Backup agent warnings:
com.xgen.svc.mms.svc.alert.AlertProcessingSvc [runAlertCheck:187] Alert check failed: groupId=5ff879a85d86101b89072b19, event=BACKUP_AGENT_DOWN, target=unassigned java.lang.IllegalStateException: Duplicate key sharddb-0-0.sharddb-sh.mongodb.svc.cluster.local (attempted merging values BackupAgentAudit{Id: 5ff8802c39e579142fd18bcd, GroupId: 5ff879a85d86101b89072b19, Hostname: sharddb-0-0.sharddb-sh.mongodb.svc.cluster.local, Version: 10.14.17.6445} and BackupAgentAudit{Id: 5ff8802d39e579142fd18d2f, GroupId: 5ff879a85d86101b89072b19, Hostname: sharddb-0-1.sharddb-sh.mongodb.svc.cluster.local, Version: 10.14.17.6445})

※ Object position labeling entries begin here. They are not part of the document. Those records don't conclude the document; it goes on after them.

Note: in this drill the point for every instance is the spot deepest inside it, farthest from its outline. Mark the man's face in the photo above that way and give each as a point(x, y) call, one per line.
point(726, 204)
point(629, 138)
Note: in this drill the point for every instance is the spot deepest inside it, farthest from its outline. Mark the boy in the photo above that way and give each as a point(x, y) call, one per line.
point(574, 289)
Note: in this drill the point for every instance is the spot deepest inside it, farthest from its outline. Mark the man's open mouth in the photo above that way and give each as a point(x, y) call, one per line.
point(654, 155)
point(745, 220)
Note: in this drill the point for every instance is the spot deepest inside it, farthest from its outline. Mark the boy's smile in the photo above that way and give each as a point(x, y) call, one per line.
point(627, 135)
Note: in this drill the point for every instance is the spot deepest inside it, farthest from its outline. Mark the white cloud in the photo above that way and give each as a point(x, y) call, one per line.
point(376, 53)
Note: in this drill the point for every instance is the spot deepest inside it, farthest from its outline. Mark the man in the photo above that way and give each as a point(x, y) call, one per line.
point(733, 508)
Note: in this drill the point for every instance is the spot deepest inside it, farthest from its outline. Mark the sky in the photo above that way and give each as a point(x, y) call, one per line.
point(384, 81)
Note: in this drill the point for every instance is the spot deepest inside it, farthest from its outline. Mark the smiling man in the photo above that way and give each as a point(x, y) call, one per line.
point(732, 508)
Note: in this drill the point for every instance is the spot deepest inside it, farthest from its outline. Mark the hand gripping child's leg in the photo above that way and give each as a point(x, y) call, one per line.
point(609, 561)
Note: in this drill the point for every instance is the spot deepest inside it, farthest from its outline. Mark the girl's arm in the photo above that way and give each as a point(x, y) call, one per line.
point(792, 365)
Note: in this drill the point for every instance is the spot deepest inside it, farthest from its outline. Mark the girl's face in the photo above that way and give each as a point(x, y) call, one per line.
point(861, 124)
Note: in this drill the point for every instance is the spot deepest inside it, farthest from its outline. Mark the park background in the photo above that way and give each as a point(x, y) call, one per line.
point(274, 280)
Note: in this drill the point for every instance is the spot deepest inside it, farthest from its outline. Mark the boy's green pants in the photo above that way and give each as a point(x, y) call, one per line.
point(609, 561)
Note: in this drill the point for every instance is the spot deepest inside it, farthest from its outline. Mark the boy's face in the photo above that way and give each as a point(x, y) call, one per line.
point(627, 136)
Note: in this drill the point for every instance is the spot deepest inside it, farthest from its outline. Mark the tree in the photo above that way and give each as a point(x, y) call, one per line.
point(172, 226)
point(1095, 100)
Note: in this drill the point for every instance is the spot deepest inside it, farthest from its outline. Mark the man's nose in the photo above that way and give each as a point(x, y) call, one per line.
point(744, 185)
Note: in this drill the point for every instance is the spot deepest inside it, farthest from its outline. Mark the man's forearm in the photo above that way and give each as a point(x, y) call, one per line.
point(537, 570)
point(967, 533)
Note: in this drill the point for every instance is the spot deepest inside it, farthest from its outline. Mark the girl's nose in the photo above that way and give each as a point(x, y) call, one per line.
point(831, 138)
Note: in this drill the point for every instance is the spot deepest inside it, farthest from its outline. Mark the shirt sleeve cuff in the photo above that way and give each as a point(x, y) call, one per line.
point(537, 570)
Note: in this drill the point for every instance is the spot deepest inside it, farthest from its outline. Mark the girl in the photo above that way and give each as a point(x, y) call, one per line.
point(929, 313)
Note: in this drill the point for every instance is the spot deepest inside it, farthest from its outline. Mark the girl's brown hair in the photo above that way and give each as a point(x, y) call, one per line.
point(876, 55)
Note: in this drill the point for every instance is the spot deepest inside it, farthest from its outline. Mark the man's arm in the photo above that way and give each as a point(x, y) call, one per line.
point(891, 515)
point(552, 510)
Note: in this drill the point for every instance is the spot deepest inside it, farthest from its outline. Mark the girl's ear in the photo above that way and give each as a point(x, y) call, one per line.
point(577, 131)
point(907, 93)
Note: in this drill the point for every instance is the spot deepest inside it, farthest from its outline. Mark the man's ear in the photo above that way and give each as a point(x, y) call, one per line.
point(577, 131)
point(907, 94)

The above logs indicate that the host sharddb-0-0
is
conflicted with some other hosts. But how to make the automation agent
discover the missing hosts?
Solution
After one week grinding, I accidently found the culprit: conflict host mappings. What's host mappings? Refer to: Host Mappings
Go to Deployment -> More -> Host Mappings
to check
the existing host mappings. If you find something like this:
Host | Alias |
---|---|
sharddb-0-0.sharddb-sh.mongodb.svc.cluster.local:27017 | sharddb-0-1:27017 |
That means sharddb-0-0
is mapped to
sharddb-0-1
, then conflicting hosts issue occurs.
Solution: delete the conflict host mappings, or simply delete all host mappings. (Don't worry, the mapping will be reconstructed several minutes later.)
I guess the root cause is that the Ops Manager doesn't update the host mappings timely. If host A obtain a new IP which is previously used by host B, then the issue happens.